Poll: Half of Scots want to use election to vote on secession
According to a survey, after the judicial decision for a new Scottish independence referendum, around half of the Scots want to use the next British general election to vote on secession from the United Kingdom.
Supporters and opponents of Scottish independence take part in rallies outside the Scottish Parliament. Photo: Jane Barlow/PA Wire/dpa
This is the result of a representative flash survey of a good 1000 Scots on behalf of Channel 4, which was carried out on Wednesday after a landmark judgment by the British Supreme Court.
According to the Supreme Court, the Scottish Parliament has no right to call a referendum. Scottish Prime Minister Nicola Sturgeon recognizes the decision, but wants to make the next British general election a quasi-referendum and contest the election campaign of her Scottish National Party (SNP) only with the question of independence.
51 per cent of respondents said they would vote for the SNP if their vote could be used as a mandate to negotiate Scottish independence with central London.

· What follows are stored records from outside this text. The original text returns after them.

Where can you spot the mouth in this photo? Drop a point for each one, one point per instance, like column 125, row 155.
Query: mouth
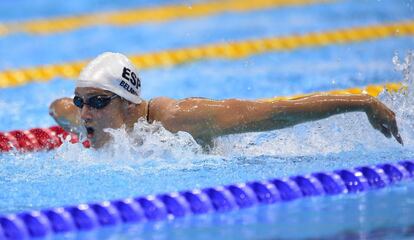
column 90, row 131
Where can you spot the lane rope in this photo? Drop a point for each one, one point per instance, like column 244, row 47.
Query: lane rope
column 145, row 15
column 231, row 50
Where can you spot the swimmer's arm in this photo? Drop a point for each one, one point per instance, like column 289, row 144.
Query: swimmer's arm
column 205, row 118
column 66, row 114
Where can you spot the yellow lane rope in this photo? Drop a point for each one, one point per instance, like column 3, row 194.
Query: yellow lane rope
column 232, row 50
column 373, row 90
column 146, row 15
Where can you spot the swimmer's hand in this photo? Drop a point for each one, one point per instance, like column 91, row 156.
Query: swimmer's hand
column 383, row 119
column 66, row 114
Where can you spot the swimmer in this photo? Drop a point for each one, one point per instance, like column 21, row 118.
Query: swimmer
column 107, row 95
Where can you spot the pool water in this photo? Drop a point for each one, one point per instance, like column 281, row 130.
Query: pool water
column 172, row 162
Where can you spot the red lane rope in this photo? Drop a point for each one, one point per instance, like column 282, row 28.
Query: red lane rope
column 36, row 139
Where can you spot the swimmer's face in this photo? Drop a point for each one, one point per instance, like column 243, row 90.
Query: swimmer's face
column 96, row 120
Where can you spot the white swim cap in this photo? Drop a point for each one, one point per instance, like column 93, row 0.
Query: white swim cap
column 112, row 72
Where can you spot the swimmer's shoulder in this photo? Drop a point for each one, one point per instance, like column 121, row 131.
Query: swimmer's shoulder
column 159, row 108
column 163, row 108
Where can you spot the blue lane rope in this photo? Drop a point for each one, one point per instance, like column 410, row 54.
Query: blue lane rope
column 85, row 217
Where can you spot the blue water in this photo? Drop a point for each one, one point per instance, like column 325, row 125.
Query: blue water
column 168, row 162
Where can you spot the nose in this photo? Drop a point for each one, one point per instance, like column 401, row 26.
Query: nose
column 86, row 113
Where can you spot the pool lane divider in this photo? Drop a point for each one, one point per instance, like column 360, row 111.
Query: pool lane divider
column 146, row 15
column 42, row 139
column 228, row 50
column 221, row 199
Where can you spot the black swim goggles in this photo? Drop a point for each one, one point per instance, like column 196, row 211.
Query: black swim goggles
column 97, row 102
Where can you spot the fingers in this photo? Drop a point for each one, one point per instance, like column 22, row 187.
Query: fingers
column 384, row 129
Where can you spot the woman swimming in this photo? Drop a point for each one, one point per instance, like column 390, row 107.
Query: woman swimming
column 107, row 95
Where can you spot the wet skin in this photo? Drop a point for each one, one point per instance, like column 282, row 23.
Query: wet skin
column 206, row 119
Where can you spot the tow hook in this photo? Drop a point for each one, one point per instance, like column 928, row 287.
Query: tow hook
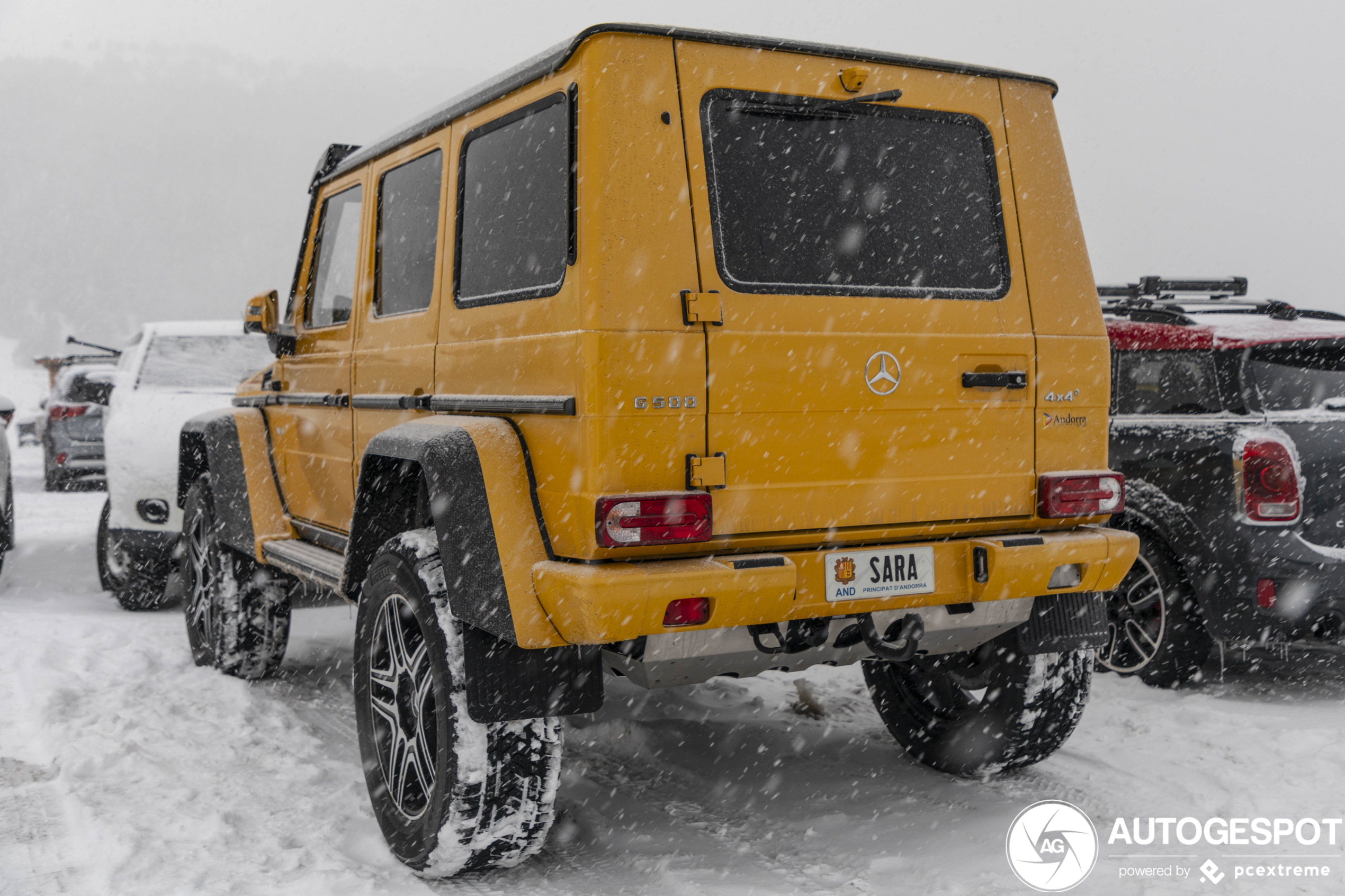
column 800, row 636
column 903, row 647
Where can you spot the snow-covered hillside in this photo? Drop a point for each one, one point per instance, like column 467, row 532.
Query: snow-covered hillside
column 127, row 770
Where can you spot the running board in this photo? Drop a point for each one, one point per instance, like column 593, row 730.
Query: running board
column 307, row 560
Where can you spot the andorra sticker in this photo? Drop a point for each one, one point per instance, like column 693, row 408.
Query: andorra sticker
column 887, row 573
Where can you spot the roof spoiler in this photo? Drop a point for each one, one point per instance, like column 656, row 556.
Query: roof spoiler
column 1160, row 288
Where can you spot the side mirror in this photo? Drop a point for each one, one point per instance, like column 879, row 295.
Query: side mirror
column 262, row 315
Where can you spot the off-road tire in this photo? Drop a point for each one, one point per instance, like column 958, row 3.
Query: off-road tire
column 7, row 522
column 135, row 589
column 1156, row 629
column 451, row 794
column 984, row 711
column 237, row 609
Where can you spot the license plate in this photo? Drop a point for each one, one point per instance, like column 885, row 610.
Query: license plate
column 887, row 573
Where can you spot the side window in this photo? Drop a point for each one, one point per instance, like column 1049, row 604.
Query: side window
column 514, row 206
column 1167, row 383
column 331, row 286
column 408, row 233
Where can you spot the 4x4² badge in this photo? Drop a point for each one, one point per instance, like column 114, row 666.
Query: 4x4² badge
column 881, row 379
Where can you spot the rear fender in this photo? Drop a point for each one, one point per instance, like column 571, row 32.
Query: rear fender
column 1149, row 508
column 230, row 446
column 470, row 476
column 481, row 500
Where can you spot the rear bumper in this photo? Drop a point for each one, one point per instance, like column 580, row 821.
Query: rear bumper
column 622, row 601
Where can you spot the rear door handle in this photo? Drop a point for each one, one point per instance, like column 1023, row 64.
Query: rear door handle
column 1008, row 379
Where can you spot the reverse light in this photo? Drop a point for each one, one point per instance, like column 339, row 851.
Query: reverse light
column 686, row 612
column 1267, row 481
column 66, row 411
column 653, row 519
column 1062, row 495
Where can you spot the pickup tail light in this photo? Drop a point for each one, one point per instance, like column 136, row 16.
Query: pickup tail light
column 1267, row 481
column 1060, row 495
column 633, row 520
column 66, row 411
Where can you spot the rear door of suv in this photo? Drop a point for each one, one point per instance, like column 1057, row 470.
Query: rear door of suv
column 867, row 261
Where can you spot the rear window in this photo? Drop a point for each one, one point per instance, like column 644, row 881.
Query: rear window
column 202, row 362
column 810, row 198
column 1293, row 376
column 1165, row 383
column 514, row 206
column 88, row 387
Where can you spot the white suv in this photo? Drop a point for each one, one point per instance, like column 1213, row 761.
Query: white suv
column 171, row 373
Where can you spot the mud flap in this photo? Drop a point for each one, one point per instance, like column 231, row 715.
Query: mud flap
column 506, row 683
column 1063, row 622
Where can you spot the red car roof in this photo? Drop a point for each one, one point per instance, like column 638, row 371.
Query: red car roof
column 1217, row 331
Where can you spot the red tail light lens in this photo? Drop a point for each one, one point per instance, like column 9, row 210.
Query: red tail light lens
column 1269, row 483
column 688, row 612
column 653, row 519
column 1062, row 495
column 66, row 411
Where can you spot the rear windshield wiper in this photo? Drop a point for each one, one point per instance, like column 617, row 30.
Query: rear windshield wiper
column 883, row 96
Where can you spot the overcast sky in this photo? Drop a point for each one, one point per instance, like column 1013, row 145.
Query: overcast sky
column 1203, row 138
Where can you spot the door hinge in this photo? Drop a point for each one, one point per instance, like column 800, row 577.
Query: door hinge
column 703, row 308
column 706, row 472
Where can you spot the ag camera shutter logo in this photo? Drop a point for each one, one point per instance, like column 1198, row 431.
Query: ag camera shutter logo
column 1052, row 847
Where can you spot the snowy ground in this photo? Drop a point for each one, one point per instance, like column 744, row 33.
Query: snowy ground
column 127, row 770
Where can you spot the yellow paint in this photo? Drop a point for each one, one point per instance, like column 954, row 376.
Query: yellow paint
column 815, row 460
column 268, row 515
column 621, row 601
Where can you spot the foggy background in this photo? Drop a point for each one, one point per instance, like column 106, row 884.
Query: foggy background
column 155, row 153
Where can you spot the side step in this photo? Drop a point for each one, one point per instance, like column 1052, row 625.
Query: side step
column 307, row 560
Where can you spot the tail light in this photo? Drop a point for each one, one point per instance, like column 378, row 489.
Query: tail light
column 66, row 411
column 1267, row 481
column 1080, row 495
column 653, row 519
column 686, row 612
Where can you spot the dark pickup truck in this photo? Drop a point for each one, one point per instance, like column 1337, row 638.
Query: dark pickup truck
column 1229, row 422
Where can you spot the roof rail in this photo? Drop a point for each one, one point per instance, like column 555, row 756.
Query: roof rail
column 1160, row 288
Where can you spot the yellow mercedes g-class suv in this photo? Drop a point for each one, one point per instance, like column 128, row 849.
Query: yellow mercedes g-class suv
column 669, row 355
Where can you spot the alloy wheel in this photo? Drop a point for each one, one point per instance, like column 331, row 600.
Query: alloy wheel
column 1137, row 618
column 401, row 695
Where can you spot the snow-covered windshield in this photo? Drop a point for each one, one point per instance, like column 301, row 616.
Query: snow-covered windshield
column 860, row 198
column 1293, row 376
column 1167, row 383
column 202, row 362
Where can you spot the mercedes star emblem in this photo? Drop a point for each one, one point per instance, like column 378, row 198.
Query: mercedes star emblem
column 883, row 373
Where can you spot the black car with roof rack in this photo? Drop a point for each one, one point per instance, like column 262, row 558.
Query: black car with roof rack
column 1229, row 422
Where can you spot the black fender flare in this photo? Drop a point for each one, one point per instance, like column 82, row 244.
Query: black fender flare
column 209, row 445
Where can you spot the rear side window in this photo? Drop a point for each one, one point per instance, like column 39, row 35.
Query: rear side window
column 331, row 286
column 1294, row 376
column 408, row 234
column 1165, row 383
column 813, row 198
column 514, row 206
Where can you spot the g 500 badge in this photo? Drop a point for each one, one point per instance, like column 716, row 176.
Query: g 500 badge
column 858, row 575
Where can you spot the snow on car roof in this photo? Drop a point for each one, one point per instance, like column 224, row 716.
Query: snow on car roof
column 1217, row 331
column 195, row 328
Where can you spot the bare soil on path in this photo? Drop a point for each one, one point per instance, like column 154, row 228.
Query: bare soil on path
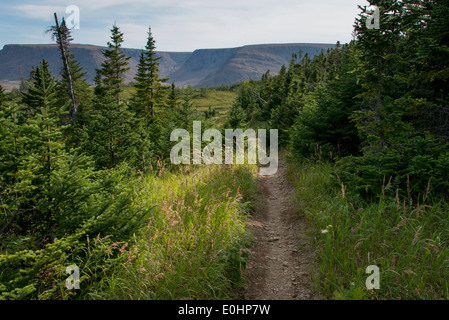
column 282, row 259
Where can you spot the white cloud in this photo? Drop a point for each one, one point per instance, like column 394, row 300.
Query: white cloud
column 40, row 12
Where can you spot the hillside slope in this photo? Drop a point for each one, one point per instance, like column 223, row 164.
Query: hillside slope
column 201, row 68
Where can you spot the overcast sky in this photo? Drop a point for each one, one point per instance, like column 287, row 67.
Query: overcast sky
column 185, row 25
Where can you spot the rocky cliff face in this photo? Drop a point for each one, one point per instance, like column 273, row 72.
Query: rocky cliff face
column 203, row 67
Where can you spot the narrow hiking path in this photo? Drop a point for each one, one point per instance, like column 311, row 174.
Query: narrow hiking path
column 282, row 260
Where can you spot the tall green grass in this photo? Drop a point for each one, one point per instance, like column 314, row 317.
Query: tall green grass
column 194, row 245
column 406, row 239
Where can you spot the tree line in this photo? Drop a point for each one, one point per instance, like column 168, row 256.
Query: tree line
column 377, row 106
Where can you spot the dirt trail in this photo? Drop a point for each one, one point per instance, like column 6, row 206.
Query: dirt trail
column 282, row 260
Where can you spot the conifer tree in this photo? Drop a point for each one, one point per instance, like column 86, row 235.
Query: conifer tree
column 61, row 33
column 150, row 91
column 2, row 95
column 110, row 76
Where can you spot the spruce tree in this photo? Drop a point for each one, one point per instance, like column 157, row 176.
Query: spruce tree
column 150, row 91
column 61, row 33
column 2, row 95
column 110, row 76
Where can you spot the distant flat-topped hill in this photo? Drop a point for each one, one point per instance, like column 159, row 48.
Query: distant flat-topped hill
column 201, row 68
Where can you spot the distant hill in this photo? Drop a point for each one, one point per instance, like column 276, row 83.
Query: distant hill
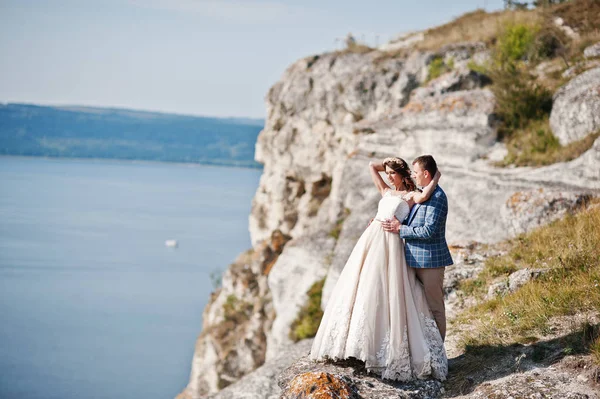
column 87, row 132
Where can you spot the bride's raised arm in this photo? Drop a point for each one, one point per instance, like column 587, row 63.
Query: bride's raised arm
column 423, row 196
column 375, row 168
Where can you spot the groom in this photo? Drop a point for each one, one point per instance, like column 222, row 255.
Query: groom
column 424, row 232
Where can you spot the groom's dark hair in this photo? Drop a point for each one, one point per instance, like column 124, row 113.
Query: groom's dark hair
column 428, row 163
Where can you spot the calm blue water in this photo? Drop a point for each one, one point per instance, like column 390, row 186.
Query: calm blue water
column 92, row 302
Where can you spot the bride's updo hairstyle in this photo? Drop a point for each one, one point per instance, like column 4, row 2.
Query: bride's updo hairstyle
column 400, row 166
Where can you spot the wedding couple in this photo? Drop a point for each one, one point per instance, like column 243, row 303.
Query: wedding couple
column 387, row 308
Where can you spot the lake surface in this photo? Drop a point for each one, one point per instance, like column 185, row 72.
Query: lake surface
column 92, row 302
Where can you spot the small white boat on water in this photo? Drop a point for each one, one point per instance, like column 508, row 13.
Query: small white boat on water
column 171, row 243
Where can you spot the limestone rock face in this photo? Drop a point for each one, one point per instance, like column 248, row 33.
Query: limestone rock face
column 529, row 209
column 233, row 341
column 576, row 108
column 351, row 376
column 315, row 385
column 262, row 383
column 302, row 263
column 325, row 108
column 592, row 51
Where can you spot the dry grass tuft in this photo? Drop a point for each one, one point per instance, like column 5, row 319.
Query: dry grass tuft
column 535, row 145
column 569, row 248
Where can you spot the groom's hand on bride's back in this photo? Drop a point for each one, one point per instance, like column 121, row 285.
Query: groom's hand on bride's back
column 391, row 225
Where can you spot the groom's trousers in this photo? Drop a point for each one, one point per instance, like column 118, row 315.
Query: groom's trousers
column 433, row 284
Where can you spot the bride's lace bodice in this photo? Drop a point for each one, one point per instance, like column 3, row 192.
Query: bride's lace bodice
column 392, row 205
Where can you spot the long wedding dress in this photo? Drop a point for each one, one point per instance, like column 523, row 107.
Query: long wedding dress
column 377, row 311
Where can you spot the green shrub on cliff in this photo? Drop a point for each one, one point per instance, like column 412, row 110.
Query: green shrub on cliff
column 309, row 316
column 515, row 43
column 569, row 250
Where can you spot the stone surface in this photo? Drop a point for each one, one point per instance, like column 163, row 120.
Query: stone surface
column 301, row 264
column 592, row 51
column 316, row 385
column 576, row 108
column 235, row 322
column 262, row 383
column 367, row 386
column 527, row 210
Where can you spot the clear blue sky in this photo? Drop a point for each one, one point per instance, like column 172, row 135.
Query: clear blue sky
column 200, row 57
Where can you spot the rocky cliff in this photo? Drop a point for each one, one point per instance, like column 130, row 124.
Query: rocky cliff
column 328, row 116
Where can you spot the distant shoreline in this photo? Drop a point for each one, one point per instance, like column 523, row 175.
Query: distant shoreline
column 133, row 161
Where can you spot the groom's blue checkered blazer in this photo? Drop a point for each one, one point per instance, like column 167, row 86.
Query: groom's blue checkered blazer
column 424, row 232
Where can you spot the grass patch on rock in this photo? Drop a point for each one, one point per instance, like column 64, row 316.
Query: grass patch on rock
column 309, row 317
column 535, row 145
column 569, row 249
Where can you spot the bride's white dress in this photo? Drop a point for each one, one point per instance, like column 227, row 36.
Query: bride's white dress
column 377, row 311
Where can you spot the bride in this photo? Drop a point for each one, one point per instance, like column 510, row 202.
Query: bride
column 377, row 311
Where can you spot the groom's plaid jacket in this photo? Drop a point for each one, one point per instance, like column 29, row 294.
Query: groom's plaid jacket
column 424, row 232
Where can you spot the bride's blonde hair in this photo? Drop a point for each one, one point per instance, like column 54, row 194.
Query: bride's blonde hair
column 400, row 166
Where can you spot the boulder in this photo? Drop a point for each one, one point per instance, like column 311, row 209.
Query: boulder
column 576, row 108
column 592, row 51
column 529, row 209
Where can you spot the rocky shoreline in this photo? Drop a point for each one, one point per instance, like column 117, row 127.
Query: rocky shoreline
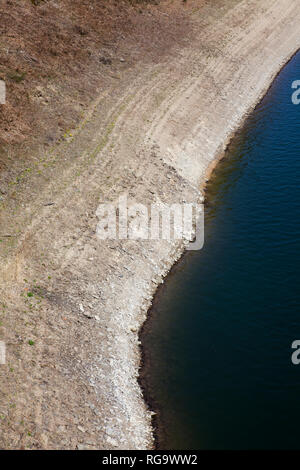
column 155, row 136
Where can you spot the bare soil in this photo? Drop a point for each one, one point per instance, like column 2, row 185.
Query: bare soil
column 71, row 304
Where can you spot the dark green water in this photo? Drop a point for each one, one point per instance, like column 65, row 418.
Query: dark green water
column 218, row 344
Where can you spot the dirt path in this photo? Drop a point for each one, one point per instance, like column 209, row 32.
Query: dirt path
column 71, row 304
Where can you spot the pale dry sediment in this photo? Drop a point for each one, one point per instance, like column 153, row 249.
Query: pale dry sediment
column 166, row 128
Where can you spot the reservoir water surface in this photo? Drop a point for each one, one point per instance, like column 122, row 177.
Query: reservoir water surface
column 217, row 346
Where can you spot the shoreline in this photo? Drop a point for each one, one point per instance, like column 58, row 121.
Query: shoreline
column 143, row 330
column 157, row 134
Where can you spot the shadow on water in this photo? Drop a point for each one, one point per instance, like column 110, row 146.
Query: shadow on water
column 217, row 344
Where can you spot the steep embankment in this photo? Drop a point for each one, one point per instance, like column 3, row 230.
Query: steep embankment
column 153, row 135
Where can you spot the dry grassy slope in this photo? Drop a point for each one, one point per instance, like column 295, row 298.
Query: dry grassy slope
column 56, row 54
column 153, row 132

Around a third do not want to do this.
On a similar question, half of Scots polled (50 per cent to be exact) said they would vote for the SNP if victory for the party could see Scotland leave the UK.
Of the 1,006 respondents, 412 voted for the Scottish National Party in the last election. So the independence question gave the party a small boost in the poll. The Greens and the Alba splinter party are also in favor of Scotland’s independence in the Scottish Parliament. The next British general election is expected to take place in 2024.
In the first referendum in 2014, a majority of Scots voted to remain in the union with Great Britain. For London, the question is thus decided in the long term. But Prime Minister Sturgeon argues that Brexit, which the Scots clearly rejected in 2016, has changed the situation. She wants to lead an independent Scotland back into the EU. In Parliament in Edinburgh, pro-independence is in the majority.